If using the Google Image Search is not already part of your SEO strategy, get ready to rectify it! It is something that has been on digital marketers’ radar for some time, but it is about to become increasingly more critical to search engine optimisation.
Imagery has always been relevant in paid media, from print to social media advertising and even display adverts. With Google introducing more advert types to exploit, imagery is becoming more prevalent. Instead of relying on image optimisation techniques, we are being encouraged to think differently about the image search, including allowing users to find your content through Google Images.
The new changes and full information will be rolled out later in 2019. It has been hinted at that images will be used for more transactional, educational and as a search tool for more people. Especially, as people are no longer just searching for photographs to include in their PowerPoint presentation.
People are already using the functions in place. Such as screenshotting an Instagram photograph and using Google’s Image Search function to find out the location or where the item of clothing is from.

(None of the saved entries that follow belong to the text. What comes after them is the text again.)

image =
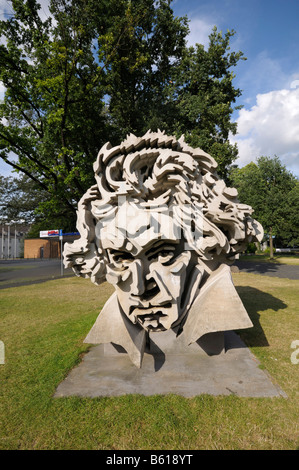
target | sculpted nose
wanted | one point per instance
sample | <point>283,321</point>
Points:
<point>138,285</point>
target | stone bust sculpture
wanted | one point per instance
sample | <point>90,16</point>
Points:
<point>162,227</point>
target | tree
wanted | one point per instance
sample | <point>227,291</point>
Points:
<point>273,192</point>
<point>19,198</point>
<point>96,71</point>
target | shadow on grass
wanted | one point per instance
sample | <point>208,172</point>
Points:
<point>256,301</point>
<point>255,266</point>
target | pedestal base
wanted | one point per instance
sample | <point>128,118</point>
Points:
<point>104,371</point>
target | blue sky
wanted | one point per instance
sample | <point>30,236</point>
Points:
<point>267,32</point>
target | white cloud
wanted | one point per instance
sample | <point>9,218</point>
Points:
<point>269,128</point>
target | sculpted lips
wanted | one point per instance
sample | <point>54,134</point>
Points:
<point>149,317</point>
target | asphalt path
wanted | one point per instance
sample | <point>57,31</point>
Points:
<point>269,269</point>
<point>14,273</point>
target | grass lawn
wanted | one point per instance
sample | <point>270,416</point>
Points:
<point>291,259</point>
<point>43,327</point>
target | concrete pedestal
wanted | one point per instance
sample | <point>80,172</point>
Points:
<point>106,370</point>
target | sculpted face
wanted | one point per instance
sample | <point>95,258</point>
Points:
<point>150,273</point>
<point>150,282</point>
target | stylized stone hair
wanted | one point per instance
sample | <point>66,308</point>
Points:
<point>158,169</point>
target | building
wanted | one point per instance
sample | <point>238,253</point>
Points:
<point>45,248</point>
<point>12,240</point>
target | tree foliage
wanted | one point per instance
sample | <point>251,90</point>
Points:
<point>96,71</point>
<point>273,192</point>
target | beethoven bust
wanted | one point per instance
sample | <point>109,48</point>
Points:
<point>162,227</point>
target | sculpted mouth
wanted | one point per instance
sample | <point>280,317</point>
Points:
<point>148,307</point>
<point>151,321</point>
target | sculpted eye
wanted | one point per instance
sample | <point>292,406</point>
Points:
<point>121,256</point>
<point>164,253</point>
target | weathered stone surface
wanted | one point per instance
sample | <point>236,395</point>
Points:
<point>162,227</point>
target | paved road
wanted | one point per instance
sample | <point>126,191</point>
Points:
<point>15,273</point>
<point>269,269</point>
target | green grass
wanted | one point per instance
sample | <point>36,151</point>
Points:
<point>43,327</point>
<point>291,259</point>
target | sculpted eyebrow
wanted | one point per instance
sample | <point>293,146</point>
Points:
<point>161,245</point>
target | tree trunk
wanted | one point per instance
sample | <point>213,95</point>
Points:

How to optimise your pictures for Google Image Search
Optimise any text relating to the image
Make sure that the image is renamed to something relevant. For example, if it is a picture of a beef burger, call it ‘Beef burger’. Fill in an appropriate image title, ‘Something Restaurant Beef Burger’ write a comprehensive but transparent description, ‘Homemade beef burger in a bun, served on the outside seating at Something Restaurant in Cardiff.’
The keywords that you have researched for your blog post or web page should be included in the image description too.
Make sure you use an image that is relevant to the subject you are talking about in the blog post or page on your website.
Use your own image
Like with popular keywords, images that Google sees time and time again will be less likely to be found or on the first few pages.
Resize the image
If your image is too big in terms of megabytes, use free online software to resize the image.
Use good quality and clear images. These are more likely to be found and clicked on, than blurry or unfocused photographs.
Get crafty with your images, like you have with clickbait titles. What would want to make you click on an image and find out more?
Use more than one photograph
Google is suggesting that we need to have content-rich web pages and blog posts. It is recommended to have around 500 words, if not more, per page along with 4 to 5 images. This is not always possible, but the additional images will make the content easier to find as well as breaking up the page for the reader.
There are no set rules when it comes to blog photography or any photography for that matter. It is a creative skill that everyone has their own flare with and if we were all the same then how boring would that be? Do not feel you have to copy everyone else and remember that not every image has to be a flat lay!